Vous restez attentif à l’évolution du club ?
”Oui. J’ai failli y revenir en 2016, mais Yannick Ferrera a gagné la Coupe de Belgique. On avait un accord pour que je vienne, mais le succès en Coupe a incité Bruno Venanzi à ne pas changer (NdlR : le Standard avait échoué à se qualifier pour les playoffs 1).”
En 2013, vous avez obtenu le dernier ticket européen, via le barrage (1-0 ; 7-0 contre Gand), mais vous n’avez pas été prolongé…
”L’équipe était douzième quand je l’ai reprise. Personne ne nous attendait en playoffs. Avant le match retour contre Gand, je savais que je ne serais pas prolongé. Lors de mon briefing, à l’académie, j’ai commencé à remercier les joueurs pour le travail effectué ensemble. Je ne sais pas s’ils étaient au courant que j’allais quitter le club. Quand, à la fin, je leur ai demandé s’ils voulaient être européens, ils m’ont répondu d’un oui que je trouvais très timide. J’ai reposé la question, en haussant le ton, tout le monde a alors crié. Le chauffeur du car m’a dit : Mircea, qu’est-ce qu’il s’est passé ? J’ai entendu crier, les vitres du car ont tremblé (éclats de rire). J’ai pu réaliser mon rêve d’entraîner le Standard, mais il reste un goût amer.”

Roland Duchâtelet a longtemps dit que vous aviez touché des commissions sur des transferts ou des bonus quand certains joueurs jouaient…
”Ce n’est pas vrai, et M. Duchâtelet le sait. Je n’ai rien touché. À la limite, j’ai été bête, j’aurais dû insérer un bonus pour une qualification européenne quand j’ai signé (sourire).”
"Michy (Batshuayi) prenait tout à la légère. Mais quel talent. Il n'a pas réussi à se battre pour faire plus.
Dans l’équipe de 2013, il y avait Anthony Moris, votre deuxième gardien. Il est titulaire à l’Union et l’un des meilleurs gardiens du pays. Quel regard portez-vous sur sa progression ?
”Je suis content pour lui. Pour tout dire, quand j’ai vu la première fois que c’était lui, j’ai été surpris. Mais bravo à ce garçon, qui a su saisir sa chance. C’était un vrai bon caractère, toujours positif. Quand je l’ai eu, il était encore jeune (il avait 22 ans). Il était bon techniquement, tout le monde était d’accord, mais quand il faisait une erreur à l’entraînement, il n’était pas bien. Il a gagné en expérience, mais il est toujours aussi bon.”

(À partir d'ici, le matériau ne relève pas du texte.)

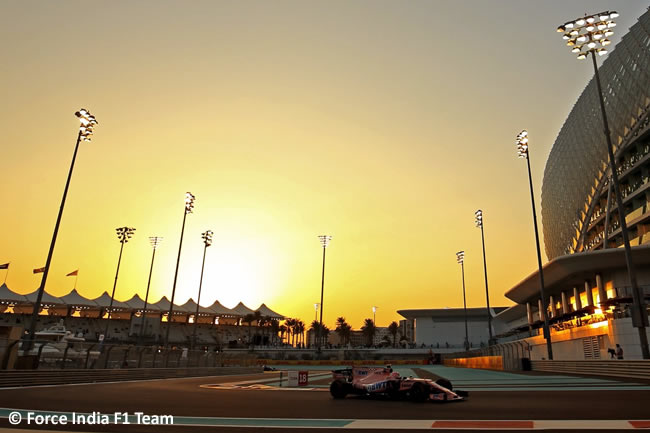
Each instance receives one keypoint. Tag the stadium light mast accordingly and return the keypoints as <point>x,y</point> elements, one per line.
<point>588,35</point>
<point>460,258</point>
<point>123,235</point>
<point>522,152</point>
<point>155,243</point>
<point>207,241</point>
<point>189,207</point>
<point>88,122</point>
<point>479,223</point>
<point>324,241</point>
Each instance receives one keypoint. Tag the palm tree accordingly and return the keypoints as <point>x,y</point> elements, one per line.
<point>343,329</point>
<point>290,323</point>
<point>275,327</point>
<point>299,328</point>
<point>393,328</point>
<point>249,318</point>
<point>369,330</point>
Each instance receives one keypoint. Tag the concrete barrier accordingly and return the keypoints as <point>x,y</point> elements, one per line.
<point>484,362</point>
<point>635,369</point>
<point>342,362</point>
<point>10,378</point>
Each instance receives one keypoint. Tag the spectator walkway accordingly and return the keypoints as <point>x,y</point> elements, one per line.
<point>489,380</point>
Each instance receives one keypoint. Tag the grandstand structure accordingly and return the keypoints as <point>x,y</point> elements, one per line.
<point>216,325</point>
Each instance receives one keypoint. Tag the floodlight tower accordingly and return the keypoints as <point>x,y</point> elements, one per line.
<point>189,207</point>
<point>522,152</point>
<point>588,35</point>
<point>88,122</point>
<point>460,258</point>
<point>123,235</point>
<point>207,241</point>
<point>324,241</point>
<point>479,223</point>
<point>155,243</point>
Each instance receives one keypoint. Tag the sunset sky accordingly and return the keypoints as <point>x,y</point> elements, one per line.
<point>384,124</point>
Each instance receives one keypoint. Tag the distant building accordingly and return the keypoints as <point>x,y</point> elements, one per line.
<point>446,327</point>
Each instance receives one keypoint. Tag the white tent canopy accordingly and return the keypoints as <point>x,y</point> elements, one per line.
<point>9,296</point>
<point>47,299</point>
<point>267,312</point>
<point>75,299</point>
<point>242,309</point>
<point>105,301</point>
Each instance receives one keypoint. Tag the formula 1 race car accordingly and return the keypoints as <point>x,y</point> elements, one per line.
<point>385,382</point>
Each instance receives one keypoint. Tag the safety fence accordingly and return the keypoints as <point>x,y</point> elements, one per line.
<point>485,362</point>
<point>344,362</point>
<point>513,355</point>
<point>81,355</point>
<point>19,378</point>
<point>635,369</point>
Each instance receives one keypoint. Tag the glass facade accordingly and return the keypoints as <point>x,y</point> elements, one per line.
<point>579,210</point>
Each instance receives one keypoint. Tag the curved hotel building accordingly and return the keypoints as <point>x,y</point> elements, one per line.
<point>586,278</point>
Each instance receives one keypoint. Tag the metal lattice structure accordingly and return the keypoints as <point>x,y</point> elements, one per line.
<point>578,206</point>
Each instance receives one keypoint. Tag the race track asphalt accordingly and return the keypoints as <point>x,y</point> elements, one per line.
<point>187,397</point>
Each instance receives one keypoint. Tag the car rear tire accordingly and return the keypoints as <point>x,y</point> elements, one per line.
<point>418,392</point>
<point>339,389</point>
<point>445,384</point>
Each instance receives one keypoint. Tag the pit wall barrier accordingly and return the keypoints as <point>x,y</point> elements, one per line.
<point>484,362</point>
<point>636,369</point>
<point>18,378</point>
<point>342,362</point>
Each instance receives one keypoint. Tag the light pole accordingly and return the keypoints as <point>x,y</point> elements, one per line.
<point>588,35</point>
<point>207,241</point>
<point>324,241</point>
<point>460,258</point>
<point>123,235</point>
<point>522,152</point>
<point>88,121</point>
<point>189,207</point>
<point>374,321</point>
<point>479,223</point>
<point>155,242</point>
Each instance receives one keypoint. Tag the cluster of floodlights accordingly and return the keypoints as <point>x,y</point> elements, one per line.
<point>124,234</point>
<point>155,241</point>
<point>325,240</point>
<point>189,202</point>
<point>207,237</point>
<point>88,121</point>
<point>479,218</point>
<point>522,144</point>
<point>589,34</point>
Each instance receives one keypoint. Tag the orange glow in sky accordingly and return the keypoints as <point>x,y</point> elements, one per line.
<point>383,124</point>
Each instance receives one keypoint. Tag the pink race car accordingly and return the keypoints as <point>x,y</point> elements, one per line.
<point>384,381</point>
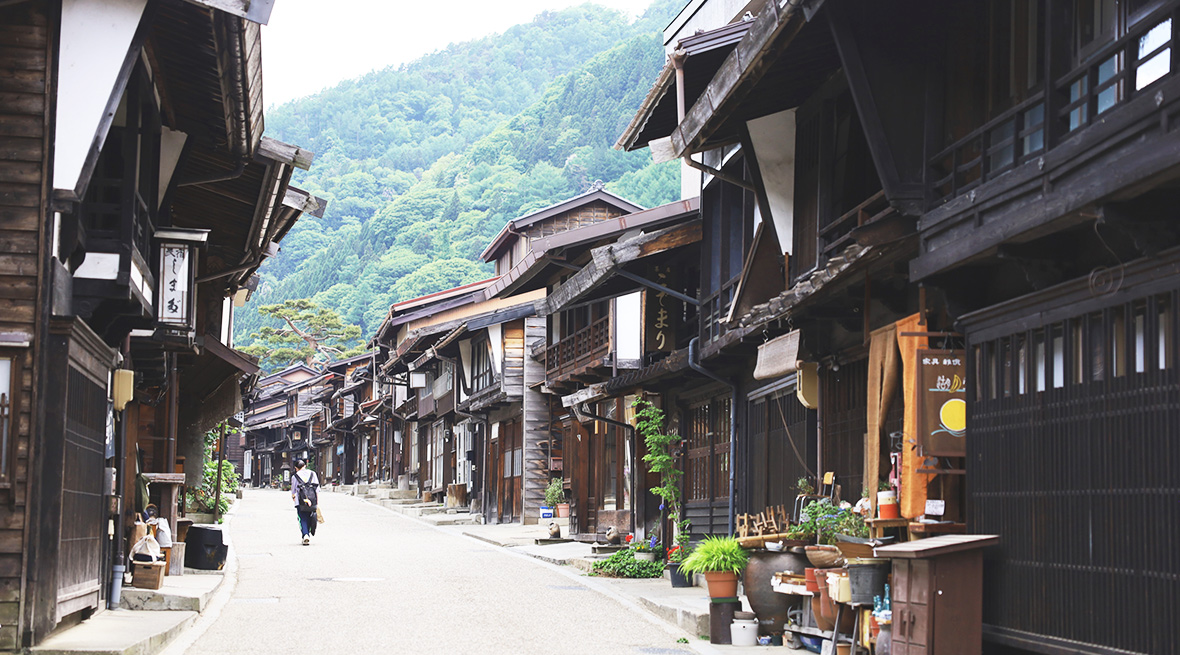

Vous avez aussi côtoyé Michy Batshuayi…
”Ah Michy… On est encore parfois en contact, je lui promets toujours que je vais aller le voir en Coupe d’Europe, mais je n’y suis pas encore allé. C’est un talent hors norme, mais il n’a pas réussi à se battre pour faire plus et avoir une plus belle carrière. C’est dommage qu’il soit parti de Marseille. Quand je l’ai vu la première fois, je lui ai demandé pourquoi il ne jouait pas, selon lui. Il m’a répondu que c’était la faute de l’entraîneur. Je lui ai répondu : Non Michy, c’est ton problème, ça doit passer par toi. Mais j’avais confiance en lui, j’avais vu ses matchs. Je l’ai aligné à Genk, pour mon premier match, alors qu’il n’avait pas encore commencé de la saison. Il était surpris, mais je croyais en lui. Et il a marqué. Je ne l’ai plus sorti de l’équipe. Mais il prenait tout à la légère. À la théorie, il rigolait ; à l’entraînement, il n’était pas toujours sérieux, il faisait le geste inutile, pour le plaisir. Je lui disais toujours : Michy, arrête de philosopher, marque ! Quand tu rates cinq occasions et qu’on encaisse un but, ce sont les défenseurs qui se font engueuler, pas toi. Tu dois y penser.”